Chapter One

72 5 2
                                    

AN:  These summer chapters are a chance to see the characters outside of school as they interact with their world. It's also a chance for some characters to say goodbye or hello as is the case of our first fellow. The next chapter is written but won't be uploaded for a week or so, as I'm on vacation starting in just a few more hours. Read, review, and enjoy.

Selifer stepped into Arcdon's study with his second-year reading list in hand. The letter was bent and worn in the corners. He smiled as the necromancer looked up. The mage appeared ponderous, taking Selifer in over the rim of a pair of silver framed reading glasses. With a happy little sound, Selifer settled himself into the seat across from Arcdon.

"I was beginning to fear I'd lost you," Arcdon muttered, his voice thick with age.

"I... I think I was lost," Selifer said. He hesitated a second as he tried to put the puzzle pieces back together. "The healers say... they think something might be wrong with me. I... another student was talking about a female mage?"

"Yes, Naena, a Salord bastard," Arcdon grumbled as he began lifting and moving papers. "I hadn't expected you to answer my summons, and I am wholly unprepared."

"So, I am missing things," Selifer said. "I don't remember anything that happened my first year, but I do remember the curriculum. It's changed a lot from what you told me about before first year. That's for sure."

"Can you adapt to the changes?"

"Oh, yes," Selifer said with a smile. "I like adapting to changes. But... is a female mage something we adapt to?"

"If the Seven are not worried, it simply tells us this was expected," Arcdon said. "If anything, the girl's presence is maintained because she is a weapon or key to their larger—" he hesitated and sighed. "I envy your generation even as I pity the inability to be what we were before. In my time—"

"Seventy percent of mages died before their fourth year, with only about ten percent of those who lived returning for their magehoods," Selifer filled in, bored already. "I know. Father was clear with me. But he never mentioned a female mage."

"It is not something one might expect or prepare for," Arcdon said. "Even if one took into account the presence of crossborn mages—"

"They're born every three generations, give or take," Selifer countered. "Crossborn mages know before the band appears that something is different about them, but the Seven are very careful about clipping the crossborn or even driving them to suicide. The magic resilience in a crossborn speaks of a balance that must be wrought for magic to continue existing in the form in which the Seven have given it. The presence of a female mage is simply the world accepting this type of magic and smoothing out what it sees to be aberrations in the magic. In this case, the lack of representation in a group that makes up approximately sixty-five percent of the population—due to the higher mortality rate of the male of the species. Magic is trying to find the balance. And whether we're ready for it or not? That balance is coming."

Arcdon waited patiently for Selifer to finish, unlike many other staff members who would cut him off or talk over him. No, Arcdon was one of the nicer ones who always wanted to hear what Selifer had to say.

"And that is why I called you, dear boy," Arcdon said with a small smile. "That mind of yours holds... so much more than you first let on."

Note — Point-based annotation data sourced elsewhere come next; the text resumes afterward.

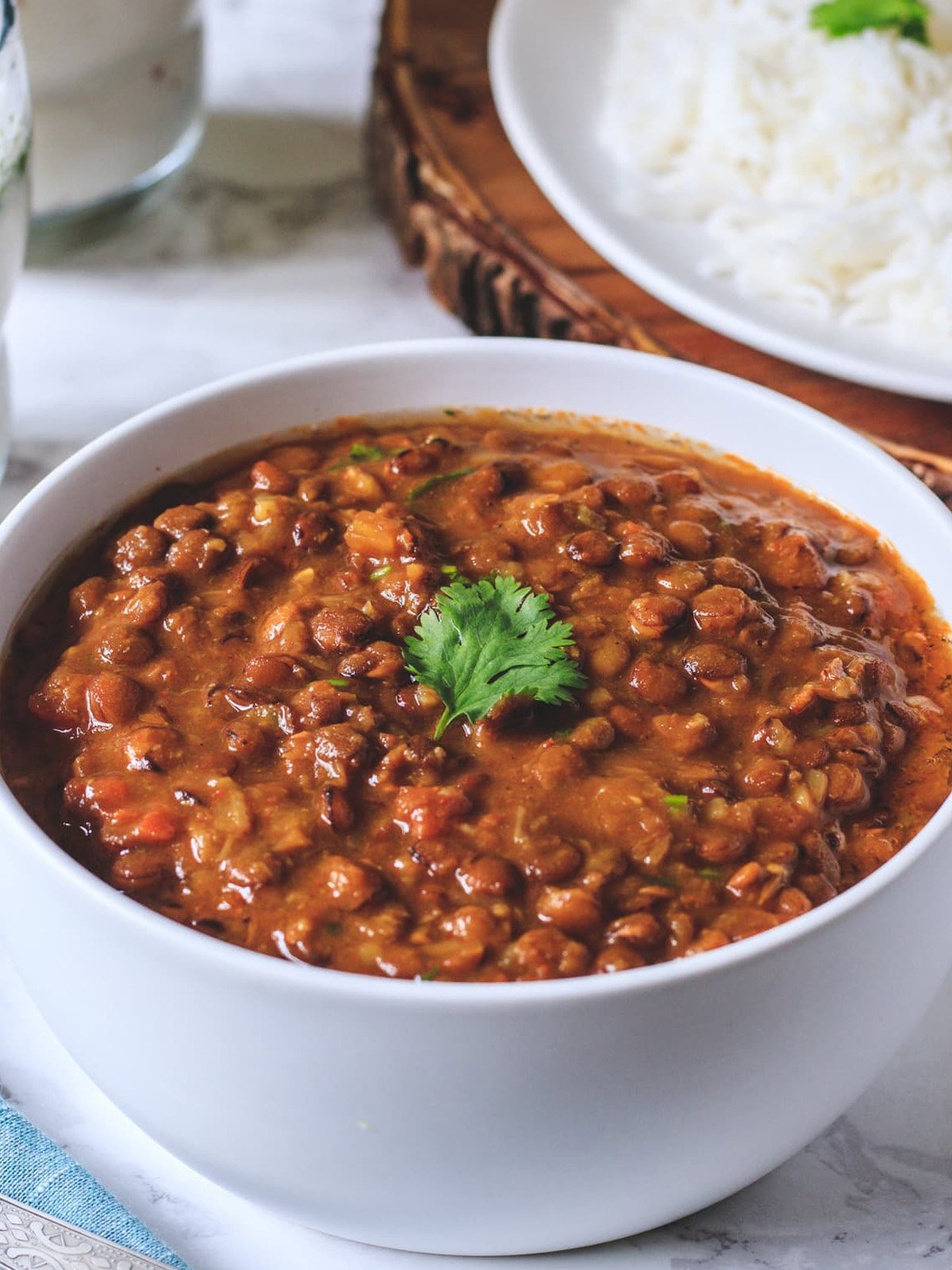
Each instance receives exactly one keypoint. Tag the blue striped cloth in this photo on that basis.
(35, 1172)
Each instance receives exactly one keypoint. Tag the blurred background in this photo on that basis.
(268, 245)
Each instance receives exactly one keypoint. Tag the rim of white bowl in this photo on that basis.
(300, 977)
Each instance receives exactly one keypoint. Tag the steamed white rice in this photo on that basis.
(822, 168)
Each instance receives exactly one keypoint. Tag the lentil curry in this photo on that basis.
(220, 717)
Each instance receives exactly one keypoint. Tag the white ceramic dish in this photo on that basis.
(478, 1118)
(547, 61)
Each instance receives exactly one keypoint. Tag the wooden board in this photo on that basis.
(498, 254)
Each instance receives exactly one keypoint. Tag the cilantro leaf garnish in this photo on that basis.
(440, 479)
(361, 451)
(492, 639)
(850, 17)
(359, 454)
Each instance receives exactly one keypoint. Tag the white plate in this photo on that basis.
(547, 67)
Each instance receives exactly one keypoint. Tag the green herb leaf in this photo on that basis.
(362, 452)
(440, 479)
(359, 452)
(492, 639)
(850, 17)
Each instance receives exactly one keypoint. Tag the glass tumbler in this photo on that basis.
(14, 184)
(117, 99)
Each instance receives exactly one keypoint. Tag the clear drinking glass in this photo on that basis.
(14, 184)
(117, 99)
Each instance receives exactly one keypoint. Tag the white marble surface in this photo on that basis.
(271, 249)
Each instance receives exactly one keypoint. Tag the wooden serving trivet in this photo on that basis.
(497, 253)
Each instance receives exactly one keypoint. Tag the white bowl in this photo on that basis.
(479, 1118)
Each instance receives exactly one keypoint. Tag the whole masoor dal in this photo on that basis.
(213, 711)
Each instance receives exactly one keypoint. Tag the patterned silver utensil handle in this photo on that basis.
(33, 1241)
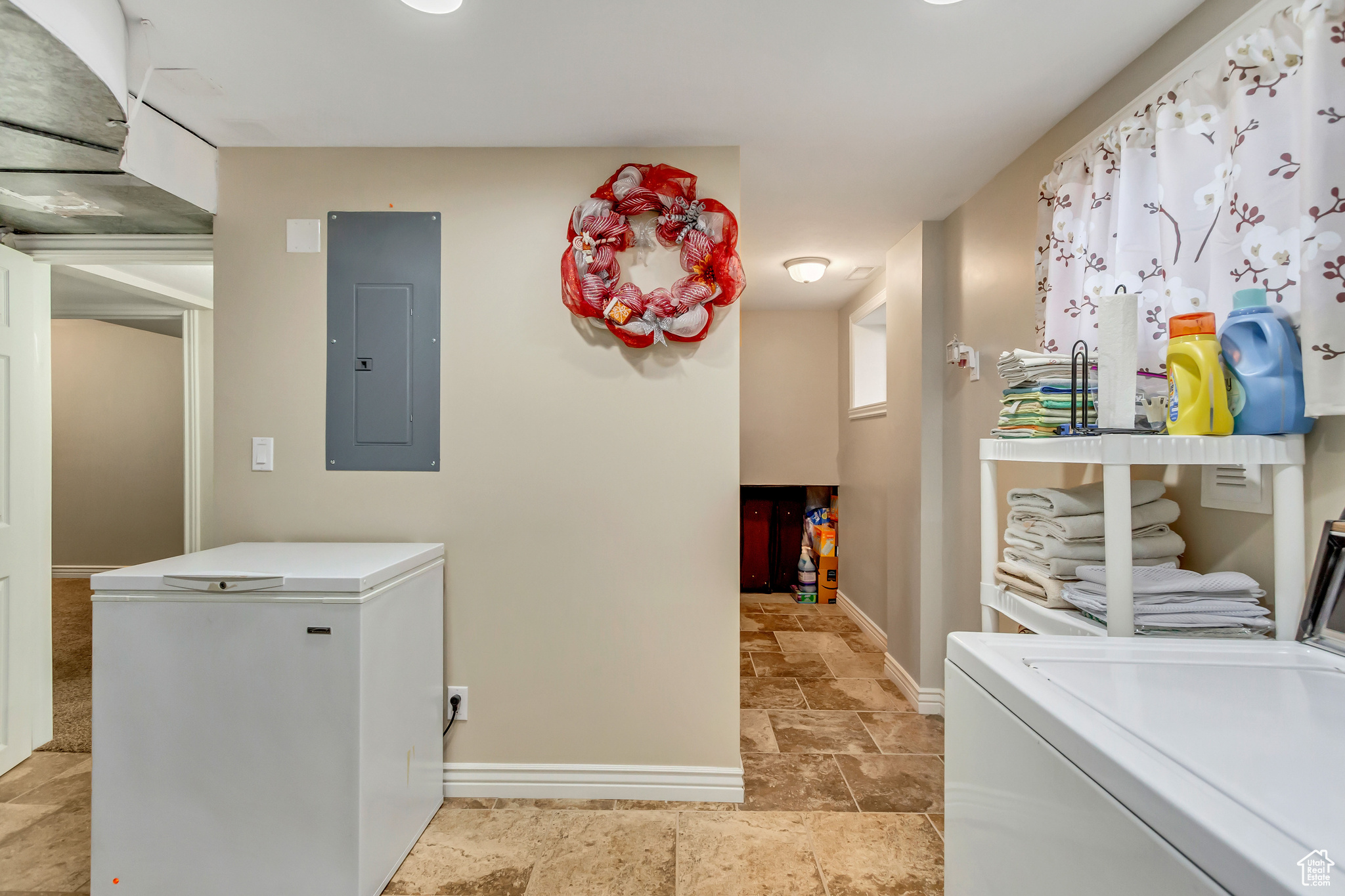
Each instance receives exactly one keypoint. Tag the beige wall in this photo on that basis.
(862, 469)
(990, 297)
(789, 398)
(118, 445)
(590, 495)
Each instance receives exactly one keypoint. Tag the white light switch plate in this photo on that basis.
(462, 706)
(264, 453)
(304, 236)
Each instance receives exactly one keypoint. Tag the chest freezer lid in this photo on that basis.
(313, 567)
(1225, 748)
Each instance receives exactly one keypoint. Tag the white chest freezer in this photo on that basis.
(267, 719)
(1118, 766)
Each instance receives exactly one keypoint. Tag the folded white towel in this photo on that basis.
(1032, 585)
(1064, 567)
(1091, 524)
(1161, 543)
(1158, 581)
(1082, 499)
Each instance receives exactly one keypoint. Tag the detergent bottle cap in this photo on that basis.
(1197, 324)
(1250, 297)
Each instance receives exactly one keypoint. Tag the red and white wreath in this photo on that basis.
(704, 230)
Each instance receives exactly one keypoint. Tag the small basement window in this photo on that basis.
(870, 359)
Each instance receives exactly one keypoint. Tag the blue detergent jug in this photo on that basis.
(1266, 394)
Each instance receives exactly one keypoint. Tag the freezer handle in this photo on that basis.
(225, 582)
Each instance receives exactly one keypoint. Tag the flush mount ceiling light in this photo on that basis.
(437, 7)
(807, 270)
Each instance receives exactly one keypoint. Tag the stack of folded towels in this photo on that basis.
(1052, 532)
(1038, 399)
(1179, 602)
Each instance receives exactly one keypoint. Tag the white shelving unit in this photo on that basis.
(1116, 453)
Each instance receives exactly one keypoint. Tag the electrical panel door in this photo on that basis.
(382, 340)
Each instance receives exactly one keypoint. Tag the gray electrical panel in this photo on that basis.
(382, 340)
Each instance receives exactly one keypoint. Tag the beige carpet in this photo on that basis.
(72, 667)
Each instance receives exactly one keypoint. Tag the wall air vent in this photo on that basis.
(1232, 486)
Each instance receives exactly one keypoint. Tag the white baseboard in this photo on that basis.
(862, 620)
(78, 572)
(694, 784)
(926, 700)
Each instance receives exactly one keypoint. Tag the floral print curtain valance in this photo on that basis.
(1231, 181)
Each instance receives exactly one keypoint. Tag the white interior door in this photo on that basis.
(24, 507)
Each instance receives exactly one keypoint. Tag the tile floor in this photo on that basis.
(844, 798)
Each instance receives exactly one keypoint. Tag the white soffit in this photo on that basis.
(856, 120)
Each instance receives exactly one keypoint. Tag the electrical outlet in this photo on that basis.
(462, 704)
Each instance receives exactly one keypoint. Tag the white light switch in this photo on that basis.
(304, 236)
(264, 453)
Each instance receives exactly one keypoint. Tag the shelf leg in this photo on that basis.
(1290, 551)
(1121, 595)
(989, 538)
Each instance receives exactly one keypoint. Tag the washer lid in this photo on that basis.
(1255, 733)
(273, 567)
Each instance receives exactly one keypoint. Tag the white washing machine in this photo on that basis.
(1125, 766)
(267, 719)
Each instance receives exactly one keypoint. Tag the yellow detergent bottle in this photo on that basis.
(1197, 389)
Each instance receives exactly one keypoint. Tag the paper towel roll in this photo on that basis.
(1118, 358)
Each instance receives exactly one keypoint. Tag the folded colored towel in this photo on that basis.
(1090, 526)
(1064, 567)
(1032, 585)
(1160, 543)
(1082, 499)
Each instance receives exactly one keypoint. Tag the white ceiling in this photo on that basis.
(857, 119)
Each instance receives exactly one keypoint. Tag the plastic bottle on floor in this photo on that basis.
(1197, 385)
(807, 574)
(1262, 351)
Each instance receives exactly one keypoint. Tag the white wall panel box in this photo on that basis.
(304, 236)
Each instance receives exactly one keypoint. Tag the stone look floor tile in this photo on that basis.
(671, 805)
(794, 782)
(862, 855)
(758, 643)
(49, 855)
(72, 789)
(615, 853)
(900, 733)
(853, 694)
(554, 803)
(894, 784)
(15, 817)
(770, 694)
(829, 624)
(37, 770)
(479, 853)
(745, 855)
(768, 622)
(770, 598)
(860, 643)
(811, 731)
(755, 734)
(856, 666)
(791, 666)
(810, 643)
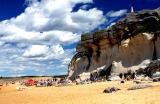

"The problem is, she's not the fulcrum," Selifer said.

"She's not?"

"Naena is an aberration in herself," Selifer added. "The Hell magic Mander managed binds the child in obedience to the father, but you can't just escape that. Instead of breaking the spell, Jasor would have been forced to flip it on its head. Mander's spell says the son must obey the father, but now it says that the father must obey the daughter. He twisted it so far out to try to break it, assuming that the spell wouldn't create the exact requirement for it to continue existing. Except Hell magic is nothing if resilient and pliable. It bent but didn't so much as tear."